Yet Another Markup Language

Posté le Sun 21 February 2021 dans technologies

I recently needed to choose a file format for a complex software configuration. I decided to use YAML. In this post, I explaned why I choose it, and what I learned about it.

Choosing the right format for configuration file

There are plenty of file formats that exist and can be used to store a software configuration. If its not enough, it is easy to create a custom format. But who wants another standard?

xkcd 927

(Source: https://xkcd.com/927/)

The ini file is very common, and used very frequently. In Python, it is easy to manipulate using configparser. In Qt, it can be used with the QSettings class. It is so common that each software has its own interpretation of what the ini file specification should be. It can be a good choice if you need a simple key/value storage, but if your configuration becomes more complex, you end up creating conventions over the ini file, and you finish by creating a new file format based on ini.

TOML can be see as a superset of the ini file. But the syntax is well defined, and it allow more complex representations. In fact, it almost looks like Python code. This format was chosen to store build system dependencies in Python.

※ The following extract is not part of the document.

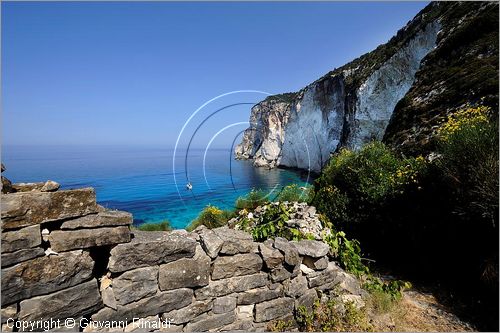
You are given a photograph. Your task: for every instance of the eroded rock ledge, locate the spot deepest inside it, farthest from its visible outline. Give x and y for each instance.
(64, 256)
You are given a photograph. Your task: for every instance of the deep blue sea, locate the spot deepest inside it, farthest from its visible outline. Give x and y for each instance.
(141, 180)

JSON is a very popular format these days, mainly because it is the standard (a native) format for JavaScript. Therefore, it can be parsed very quickly in the context of a JavaScript application. However, it is less human-friendly, because you cannot really add comments to it, and because you need a tool to format it if you want to be able to understand its structure.

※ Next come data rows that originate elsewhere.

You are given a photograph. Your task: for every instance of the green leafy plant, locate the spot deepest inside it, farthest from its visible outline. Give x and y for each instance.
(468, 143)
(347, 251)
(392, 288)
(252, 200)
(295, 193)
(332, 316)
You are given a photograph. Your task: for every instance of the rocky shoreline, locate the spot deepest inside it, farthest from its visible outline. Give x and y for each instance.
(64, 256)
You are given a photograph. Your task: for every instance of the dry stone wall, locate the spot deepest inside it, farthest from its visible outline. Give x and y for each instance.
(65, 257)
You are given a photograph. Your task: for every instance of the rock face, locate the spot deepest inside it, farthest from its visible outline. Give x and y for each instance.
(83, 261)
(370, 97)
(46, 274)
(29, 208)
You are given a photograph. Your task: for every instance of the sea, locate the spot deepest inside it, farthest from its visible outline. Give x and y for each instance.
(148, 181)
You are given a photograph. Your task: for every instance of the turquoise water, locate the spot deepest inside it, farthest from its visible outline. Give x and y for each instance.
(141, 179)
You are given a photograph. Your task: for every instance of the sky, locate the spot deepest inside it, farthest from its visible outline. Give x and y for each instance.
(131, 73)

YAML it a superset of JSON. It means that a YAML parser can read JSON (but not the opposite: a JSON parser cannot read YAML). While more complex (and powerful) than the other format, I do not agree that it is complicated and error prone for humans. You only need to be able to indent text, and know the difference between a list and a map. With those two concepts, you should be able to work with yaml. We see YAML as the config language of many CI, such as GitHub Action, GitLab CI, Travis…

Finally, I put XML here for historical reasons. But you don’t want to work with XML, do you?

When working with Python, another option is to use native Python script as a configuration file. This is what Sphinx uses, and also what Pelican uses. But in the context of a C++ application, or with any other compiled language, this is not really a option…

ini toml json yaml xml
Well defined
Allow comments
Easy Fun to edit by a human
Allow nested structures

Libraries to parse YAML

With Python, pyyaml does a pretty decent job. However, it doesn’t fully support YAML 1.2 yet.

In C++, there is yaml-cpp. It support YAML 1.2. However, it has a few problems:

  • It causes warnings in C++17 because it derives from std::iterator [ issue #946 ]
  • It cannot interfer scalar types correctly, because it doesn’t distinguish between quoted and unquoted scalars [ issue #261 ]

There is also Rapid YAML that seems promising. However, it is not really usable in a projet yet since it is not versionned and has no official releases. It now has a first official release, but API is not stable yet.